İÇİNDEKİLER
Uzmanlar sırt ağrısı için enjeksiyonların pek de iyi bir fikir olmadığını söylüyor
Sırt ağrısı için enjeksiyon yaptırmayı düşünüyorsanız, bir kez daha düşünmek isteyebilirsiniz. Uzmanlardan oluşan bir panel bu uygulamayı inceledi, kullanımında ciddi sorunlar buldu – finansal kazanç da dahil – ve bundan kaçınmak için güçlü öneriler yayınladı..
Sırt ağrısı için enjeksiyon yaptırmayı düşünüyorsanız, bir kez daha düşünmek isteyebilirsiniz. Uzmanlardan oluşan bir panel bu uygulamayı inceledi, kullanımında ciddi sorunlar buldu – finansal kazanç da dahil – ve bundan kaçınmak için güçlü öneriler yayınladı.
Sırt ağrısı, dünya çapında bildirilen en yaygın rahatsızlıklardan biridir. 2020’de, yalnızca alt sırt ağrısı dünya çapında 619 milyon kişiyi etkiledi ve tahminlere göre, genişleyen ve yaşlanan bir nüfus sayesinde bu sayı 2050’ye kadar 843 milyona çıkacak. Alt sırt ağrısı aynı zamanda dünya çapında tek başına önde gelen sakatlık nedenidir. Örneğin Brezilya’da, alt sırt ağrısı 2012 ile 2016 yılları arasında kişi başına yılda 100 iş günü kaçırılmasına neden olmuştur . Amerika Birleşik Devletleri’nde alt sırt ve boyun ağrısının tahmini maliyeti 2016 yılında 134 milyar ABD dolarıydı ve bu da onu ülkedeki en büyük sağlık harcaması kaynağı haline getirdi.

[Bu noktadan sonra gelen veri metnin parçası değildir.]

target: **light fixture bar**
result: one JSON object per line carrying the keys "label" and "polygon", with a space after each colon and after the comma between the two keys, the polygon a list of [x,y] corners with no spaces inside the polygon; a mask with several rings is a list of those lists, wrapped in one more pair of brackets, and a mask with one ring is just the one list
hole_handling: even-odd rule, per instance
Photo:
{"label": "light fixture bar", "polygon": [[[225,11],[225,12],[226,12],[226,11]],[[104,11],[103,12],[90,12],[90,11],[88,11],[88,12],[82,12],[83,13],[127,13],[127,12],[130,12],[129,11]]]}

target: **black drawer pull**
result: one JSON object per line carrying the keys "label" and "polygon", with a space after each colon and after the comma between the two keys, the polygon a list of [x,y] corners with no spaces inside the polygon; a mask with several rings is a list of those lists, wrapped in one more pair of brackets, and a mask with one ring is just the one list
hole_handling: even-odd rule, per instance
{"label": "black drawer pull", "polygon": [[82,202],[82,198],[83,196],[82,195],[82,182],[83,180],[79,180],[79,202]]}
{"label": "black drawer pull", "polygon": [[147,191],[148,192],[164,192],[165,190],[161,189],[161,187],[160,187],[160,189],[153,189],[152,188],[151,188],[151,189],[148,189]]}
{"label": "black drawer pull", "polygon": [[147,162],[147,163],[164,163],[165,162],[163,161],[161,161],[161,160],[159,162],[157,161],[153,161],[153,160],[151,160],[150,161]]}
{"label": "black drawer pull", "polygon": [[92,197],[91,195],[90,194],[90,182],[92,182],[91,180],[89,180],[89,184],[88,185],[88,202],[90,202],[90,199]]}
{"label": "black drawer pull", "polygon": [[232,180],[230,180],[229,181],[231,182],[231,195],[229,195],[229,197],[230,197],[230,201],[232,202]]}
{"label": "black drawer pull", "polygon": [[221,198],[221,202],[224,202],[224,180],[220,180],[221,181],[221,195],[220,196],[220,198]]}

Bununla birlikte, yeni bir çalışma, durumu tedavi etmenin en yaygın yollarından birinin – spinal enjeksiyonların kullanımı – en az etkili olanlardan biri olabileceğini ortaya koydu. Ve kullanımının arkasındaki nedenler, hastanın refahından çok finansal kazançla ilgili olabilir.
British Medical Association’ın (British Medical Association) dergisi The BMJ’de yazan bir uzman paneli, epidural steroid enjeksiyonları ve sinir blokları gibi müdahalelerin sırt ağrısını ortadan kaldırmada plasebo enjeksiyonlarından daha etkili olmadığını söylüyor.
Araştırmacılar bu sonuca , hasta bakımı için bilinçli önerilerde bulunmak amacıyla çalışmaları taramayı amaçlayan BMJ’nin Hızlı Öneriler programının bir parçası olarak ulaştılar.
Bu çalışma için toplamda yaklaşık 8.000 katılımcıyı içeren 81 denemenin meta-analizini gerçekleştirdiler. Sahte enjeksiyonlar ile tıbbi olarak reçete edilen enjeksiyonlar arasındaki farklara, ağrı kesici, uyku kalitesi, opioid kullanımı, sosyal ve fiziksel işlevsellik, çalışma yeteneği ve daha fazlası dahil olmak üzere bir dizi kritere göre baktılar.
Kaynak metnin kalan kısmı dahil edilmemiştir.